We need to talk about Failure

Something that is riling me up right now, is the use of general terms when there is a LOT of variation in what we are meaning. There are many - leadership, culture, success, diversity and inclusion - all of these have as many layers to them as people have reckons about them. Don’t get me started on all of those as I could go on for hours, so let's talk about one of my favourites - what it means to ‘Fail’.

“Fail Fast, Fail often” is bandied around a lot these days. Ironically this was what I saw when I just googled ‘Fail Fast’:

So which is it, Forbes?

So which is it, Forbes?

It would be funny if it wasn’t so dangerous. Even Facebook, whose mantra was ‘Move fast and break things’ has decided to somewhat modify this.

I’m going to break this down into two categories: doing things intentionally, and doing things unintentionally.

‘Intentional Failure’ can be defined as not knowing whether something will work or not, and trying it to find out. This can be seen in experiments, when testing a hypothesis could bring back a positive or negative result. In product terms, this may be creating a simple prototype and testing the market with it so you can learn. The principles behind Agile and Lean practices are all about ‘inspect and adapt’. Test Driven Development begins with failing tests, and the goal is to write code so that it passes. All of these ‘fails’ are on purpose, and I love being involved with all of these things. It's where we learn a lot about what we are trying to achieve. 

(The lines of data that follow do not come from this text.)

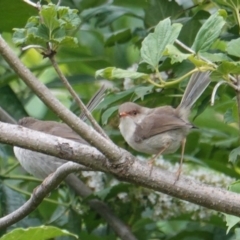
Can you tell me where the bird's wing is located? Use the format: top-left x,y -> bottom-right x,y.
135,113 -> 192,142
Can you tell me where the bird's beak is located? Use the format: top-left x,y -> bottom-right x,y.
119,112 -> 128,118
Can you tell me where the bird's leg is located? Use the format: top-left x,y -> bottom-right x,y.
148,142 -> 170,176
174,138 -> 186,184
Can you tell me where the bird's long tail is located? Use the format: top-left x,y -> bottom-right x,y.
178,71 -> 211,116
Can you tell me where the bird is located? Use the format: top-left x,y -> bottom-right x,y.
118,71 -> 210,182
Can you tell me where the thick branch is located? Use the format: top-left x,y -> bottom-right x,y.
0,36 -> 122,162
0,123 -> 240,217
0,107 -> 17,124
0,162 -> 136,240
0,162 -> 80,229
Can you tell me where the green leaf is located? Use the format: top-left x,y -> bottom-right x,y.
140,18 -> 182,69
95,67 -> 148,80
143,0 -> 184,28
98,88 -> 136,109
58,7 -> 81,31
134,85 -> 154,100
50,36 -> 78,48
105,28 -> 132,47
0,0 -> 38,33
217,61 -> 240,75
13,28 -> 27,45
228,147 -> 240,164
40,4 -> 60,33
1,226 -> 78,240
227,38 -> 240,57
80,3 -> 141,27
224,109 -> 236,124
224,181 -> 240,234
166,45 -> 191,64
199,52 -> 231,62
192,11 -> 225,52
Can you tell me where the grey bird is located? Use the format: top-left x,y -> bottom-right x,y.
14,86 -> 106,179
118,72 -> 210,180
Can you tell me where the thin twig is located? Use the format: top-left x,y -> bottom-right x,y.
0,107 -> 17,124
49,56 -> 108,138
236,75 -> 240,142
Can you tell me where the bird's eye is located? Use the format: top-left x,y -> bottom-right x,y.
132,111 -> 137,116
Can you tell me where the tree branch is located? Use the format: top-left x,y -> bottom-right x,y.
0,159 -> 136,240
0,107 -> 17,124
0,123 -> 240,217
0,36 -> 122,163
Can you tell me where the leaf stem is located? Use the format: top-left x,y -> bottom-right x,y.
236,75 -> 240,142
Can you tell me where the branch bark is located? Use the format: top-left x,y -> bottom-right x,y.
0,123 -> 240,217
0,36 -> 122,163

‘Unintentional Failure’ as you can imagine, is more about mistakes. It’s about dropping the ball on something, incompetence, or having neglected to do something and there being negative consequences. Getting to the end of a situation or goal and it not being viable can be seen in this light too, although it’s not so much about mistakes, it about things not working out and it being unexpected. Are these bad? If we learn nothing from them and are bound to repeat them, then definitely.

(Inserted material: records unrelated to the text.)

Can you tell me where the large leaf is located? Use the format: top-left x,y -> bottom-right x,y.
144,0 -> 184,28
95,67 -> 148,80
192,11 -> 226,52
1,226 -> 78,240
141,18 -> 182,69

Is it important to differentiate between these? In my view, yes, so we can clearly set expectations with people in our team. All failure comes at a cost, regardless of whether it's intentional or unintentional. The difference with intentional failure is that you hope the value of what you learn is greater than the cost to learn it. That's what you sign up for. You always come out of failure with regrets - to an extent, no regrets means no learning. But, if the regret costs you personally at a moral or ethical level, or costs you trust from your organisation, then the cost is too high. Some managers can wield failure like a large stick, leaving low levels of trust and psychological safety in your organisation. 

Startups are ‘Intentional Failure’ organisations by design. They typically have a higher risk appetite, mainly driven by runway limitations, and the expectation that you learn what your value proposition is quickly - investors have backed you for a particular outcome, or under the understanding that you and your team will find value. 

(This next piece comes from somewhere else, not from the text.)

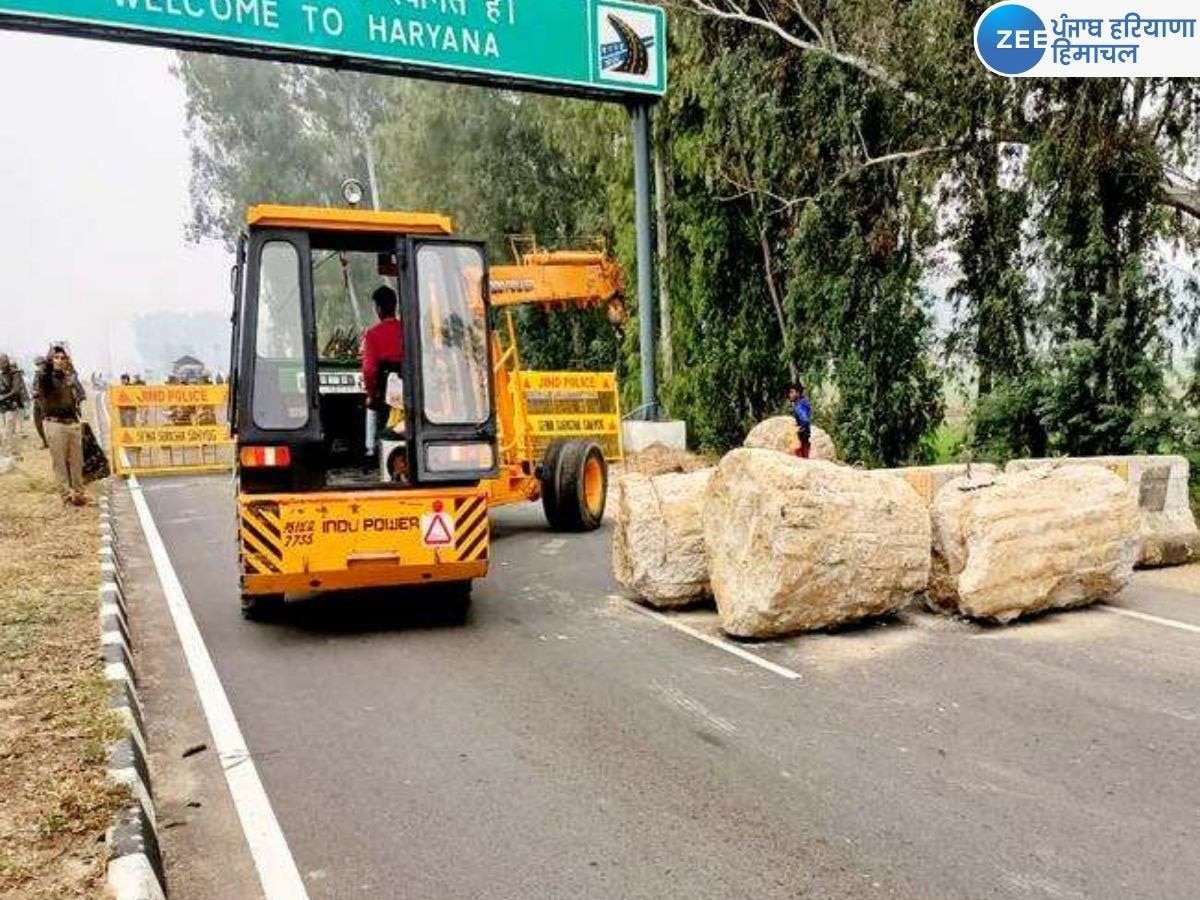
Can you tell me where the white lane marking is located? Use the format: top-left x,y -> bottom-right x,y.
1096,604 -> 1200,635
128,475 -> 308,900
618,598 -> 802,682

We need to be clear about the level of failure we are up for, go in with laser focus on the lessons we are trying to learn, and do so with control, not chaos. Then people can understand the boundaries of how they can experiment, can do so independently, which speeds the whole thing up. 

At a people management level, we cannot expect a ‘mistake free’ environment. There will be fails that people feel deeply, and our role in this is not to haul them over the coals for every mistake, it is to encourage them to reflect and assess how they will avoid this in future. If the same thing happens repeatedly then it is clear they are not learning, and action may need to be taken - but again, that depends on the seriousness of the failure and the cost of it. If someone regularly fails on the same avoidable things with all data and assistance available to them, then competence is likely the issue. 

We need to be clear that it's not about failing fast in its most general term - it's about cost to value ratios within your organisation, doing things intentionally and in a controlled way, and taking ownership of the outcomes. If they are the right things to learn from then you’ll likely have a good outcome. If it's random, inconsistent and uncontrolled, this can be damaging to people and your company, and will likely lead to an unhealthy culture, and unclear product outcomes. Be explicit about both sides of this equation, talk about it often and demonstrate it to be true, every time failure happens.